The background and history of the characters remain unclear throughout Mommy. One never understands where they come from or how they became the way they are (Kayla being the most obvious example). Despite the actors’ talent, the characters remain somewhat abstract. One senses that they are not really made of flesh and blood. Their choices and actions are often incomprehensible and sometimes even absurd.
In addition, one senses that Dolan, whether consciously or not, sees reality through the prism of identity politics. In his films, oppression is not tied to the question of class, but to that of diverse identities—gender, sexual orientation, etc. Workers are presented not as a social force, but as one marginalized group among many others.

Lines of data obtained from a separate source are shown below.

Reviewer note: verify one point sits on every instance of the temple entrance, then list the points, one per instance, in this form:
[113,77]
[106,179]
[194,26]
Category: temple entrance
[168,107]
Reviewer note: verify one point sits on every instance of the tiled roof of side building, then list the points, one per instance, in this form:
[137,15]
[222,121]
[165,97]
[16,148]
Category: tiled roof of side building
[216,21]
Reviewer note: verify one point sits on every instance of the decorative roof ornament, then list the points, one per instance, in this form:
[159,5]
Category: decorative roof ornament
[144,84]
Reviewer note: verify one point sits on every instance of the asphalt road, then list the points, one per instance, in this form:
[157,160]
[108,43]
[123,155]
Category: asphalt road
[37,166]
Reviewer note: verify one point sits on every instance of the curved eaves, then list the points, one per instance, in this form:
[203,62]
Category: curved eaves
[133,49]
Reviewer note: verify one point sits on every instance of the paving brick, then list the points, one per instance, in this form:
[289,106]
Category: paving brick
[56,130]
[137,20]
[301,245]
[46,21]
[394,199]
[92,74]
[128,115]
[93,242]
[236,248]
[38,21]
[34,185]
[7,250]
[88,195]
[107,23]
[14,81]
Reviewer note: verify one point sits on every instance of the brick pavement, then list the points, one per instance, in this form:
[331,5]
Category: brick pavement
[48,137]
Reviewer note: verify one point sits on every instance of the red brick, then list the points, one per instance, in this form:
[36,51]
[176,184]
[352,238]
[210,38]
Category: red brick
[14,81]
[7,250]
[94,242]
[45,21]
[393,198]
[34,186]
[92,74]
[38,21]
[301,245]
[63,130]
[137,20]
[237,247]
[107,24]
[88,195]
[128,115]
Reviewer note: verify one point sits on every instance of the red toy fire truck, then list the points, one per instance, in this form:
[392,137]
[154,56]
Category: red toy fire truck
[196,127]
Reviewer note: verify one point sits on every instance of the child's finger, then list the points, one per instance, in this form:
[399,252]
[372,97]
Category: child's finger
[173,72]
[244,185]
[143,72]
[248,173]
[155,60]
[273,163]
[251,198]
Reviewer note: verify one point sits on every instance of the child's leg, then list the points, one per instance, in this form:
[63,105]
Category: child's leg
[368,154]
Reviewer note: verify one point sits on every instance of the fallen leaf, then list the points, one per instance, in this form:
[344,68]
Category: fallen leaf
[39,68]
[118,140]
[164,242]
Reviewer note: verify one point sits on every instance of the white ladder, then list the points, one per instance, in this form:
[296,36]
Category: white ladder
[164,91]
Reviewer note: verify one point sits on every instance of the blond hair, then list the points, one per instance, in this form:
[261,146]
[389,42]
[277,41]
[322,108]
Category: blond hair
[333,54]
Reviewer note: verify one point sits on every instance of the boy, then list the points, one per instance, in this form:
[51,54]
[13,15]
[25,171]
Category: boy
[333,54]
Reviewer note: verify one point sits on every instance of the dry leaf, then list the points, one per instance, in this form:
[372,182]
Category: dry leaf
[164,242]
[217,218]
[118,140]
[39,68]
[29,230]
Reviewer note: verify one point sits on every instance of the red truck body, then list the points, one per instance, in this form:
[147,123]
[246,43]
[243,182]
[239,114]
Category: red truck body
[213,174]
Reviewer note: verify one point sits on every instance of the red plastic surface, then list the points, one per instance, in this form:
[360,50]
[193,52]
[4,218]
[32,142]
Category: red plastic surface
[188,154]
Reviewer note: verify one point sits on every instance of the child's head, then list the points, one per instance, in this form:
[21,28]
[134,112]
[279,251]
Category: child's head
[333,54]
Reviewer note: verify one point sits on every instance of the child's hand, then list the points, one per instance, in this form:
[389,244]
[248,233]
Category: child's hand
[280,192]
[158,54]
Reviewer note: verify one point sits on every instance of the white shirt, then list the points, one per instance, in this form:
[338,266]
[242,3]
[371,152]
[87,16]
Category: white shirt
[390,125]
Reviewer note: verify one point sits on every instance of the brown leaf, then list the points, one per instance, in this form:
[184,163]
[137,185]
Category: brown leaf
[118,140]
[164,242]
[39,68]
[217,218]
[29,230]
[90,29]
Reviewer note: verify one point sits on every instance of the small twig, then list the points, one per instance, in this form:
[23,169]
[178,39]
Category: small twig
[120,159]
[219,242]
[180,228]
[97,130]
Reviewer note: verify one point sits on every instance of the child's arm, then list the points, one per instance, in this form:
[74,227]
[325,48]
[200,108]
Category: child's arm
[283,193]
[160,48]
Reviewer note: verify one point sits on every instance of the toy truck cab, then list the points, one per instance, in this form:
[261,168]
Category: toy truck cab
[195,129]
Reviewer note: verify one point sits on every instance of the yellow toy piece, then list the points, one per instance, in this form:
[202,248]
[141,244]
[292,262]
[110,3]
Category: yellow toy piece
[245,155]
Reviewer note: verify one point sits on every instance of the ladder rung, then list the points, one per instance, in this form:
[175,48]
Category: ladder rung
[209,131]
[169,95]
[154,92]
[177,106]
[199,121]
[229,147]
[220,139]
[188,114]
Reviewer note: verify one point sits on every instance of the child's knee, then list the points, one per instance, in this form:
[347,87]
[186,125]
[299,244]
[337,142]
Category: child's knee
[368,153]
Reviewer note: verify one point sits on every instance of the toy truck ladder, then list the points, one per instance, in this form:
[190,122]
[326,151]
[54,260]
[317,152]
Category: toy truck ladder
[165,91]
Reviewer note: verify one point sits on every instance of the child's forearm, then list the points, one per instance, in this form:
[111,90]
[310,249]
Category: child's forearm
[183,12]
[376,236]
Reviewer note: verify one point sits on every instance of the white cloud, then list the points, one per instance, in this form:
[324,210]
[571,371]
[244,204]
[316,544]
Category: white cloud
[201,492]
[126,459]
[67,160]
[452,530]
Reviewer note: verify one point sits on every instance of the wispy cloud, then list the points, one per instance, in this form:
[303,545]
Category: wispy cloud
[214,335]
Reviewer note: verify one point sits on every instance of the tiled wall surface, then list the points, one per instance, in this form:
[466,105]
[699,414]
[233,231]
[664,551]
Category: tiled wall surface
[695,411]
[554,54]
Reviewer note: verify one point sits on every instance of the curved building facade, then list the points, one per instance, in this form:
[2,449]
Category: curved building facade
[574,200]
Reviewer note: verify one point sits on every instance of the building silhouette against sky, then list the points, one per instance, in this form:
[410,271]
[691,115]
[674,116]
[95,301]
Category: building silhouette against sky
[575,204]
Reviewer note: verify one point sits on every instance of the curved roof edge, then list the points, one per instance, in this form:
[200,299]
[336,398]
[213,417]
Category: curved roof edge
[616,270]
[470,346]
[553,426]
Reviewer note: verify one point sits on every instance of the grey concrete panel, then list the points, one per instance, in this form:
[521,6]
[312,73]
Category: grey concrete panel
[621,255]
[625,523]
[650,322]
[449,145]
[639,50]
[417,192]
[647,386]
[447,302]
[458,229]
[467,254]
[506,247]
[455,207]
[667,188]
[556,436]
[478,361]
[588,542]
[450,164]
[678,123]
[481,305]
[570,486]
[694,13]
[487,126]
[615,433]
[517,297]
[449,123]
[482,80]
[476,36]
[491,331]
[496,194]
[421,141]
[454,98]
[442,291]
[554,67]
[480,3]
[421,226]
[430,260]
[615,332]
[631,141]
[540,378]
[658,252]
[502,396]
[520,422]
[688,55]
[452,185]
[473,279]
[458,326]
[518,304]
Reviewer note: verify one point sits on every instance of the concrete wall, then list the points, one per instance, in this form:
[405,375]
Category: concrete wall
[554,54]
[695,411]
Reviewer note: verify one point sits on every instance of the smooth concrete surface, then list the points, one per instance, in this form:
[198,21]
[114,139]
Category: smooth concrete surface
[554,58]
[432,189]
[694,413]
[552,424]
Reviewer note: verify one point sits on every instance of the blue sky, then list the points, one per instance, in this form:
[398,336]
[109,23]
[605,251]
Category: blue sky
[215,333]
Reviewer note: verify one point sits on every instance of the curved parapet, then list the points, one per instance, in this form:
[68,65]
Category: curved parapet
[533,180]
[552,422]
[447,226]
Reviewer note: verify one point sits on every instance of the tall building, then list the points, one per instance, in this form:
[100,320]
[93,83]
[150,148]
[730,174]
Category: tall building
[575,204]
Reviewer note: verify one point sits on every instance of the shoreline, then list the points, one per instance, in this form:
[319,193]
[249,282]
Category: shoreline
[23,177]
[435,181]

“I have a fascination with the individuals who define themselves through their vision of the world … the marginalized people versus those who claim to be the norm,” explained Dolan in an interview. This amorphous conception implies that social organization in itself is oppressive, and not that oppression is the essential being of a profit system based on the exploitation of the majority by a tiny minority.
The young director cannot be held entirely responsible for his incapacity to investigate social reality more deeply. In part, the problem is the result of a political climate and stagnant culture dominated by the intellectual pettiness and egocentrism of the comfortable middle class. This is inseparably bound up with the fact that the working class, suppressed by the unions and the official “left,” has been unable, as yet, to make its independent voice heard.
Under these circumstances, it is not surprising that hopelessness is a recurring theme in Dolan’s work. This finds its most striking expression at the end of Mommy, when it appears that the “skeptics” have not been “proven wrong” after all. Though Diane states that “I did what I did because [at least], that way, there’s some hope,” Steve seems incapable of changing, imprisoned in his conditions of existence, and pushed to find a fatal and violent solution to his individual problems.
Despite these major weaknesses, Dolan is a serious and thoughtful artist. Though he has seemed all-too-comfortable with his youthful stardom and the social life that goes with that, one still hopes that in the future the director will turn his gaze toward the great issues of our time.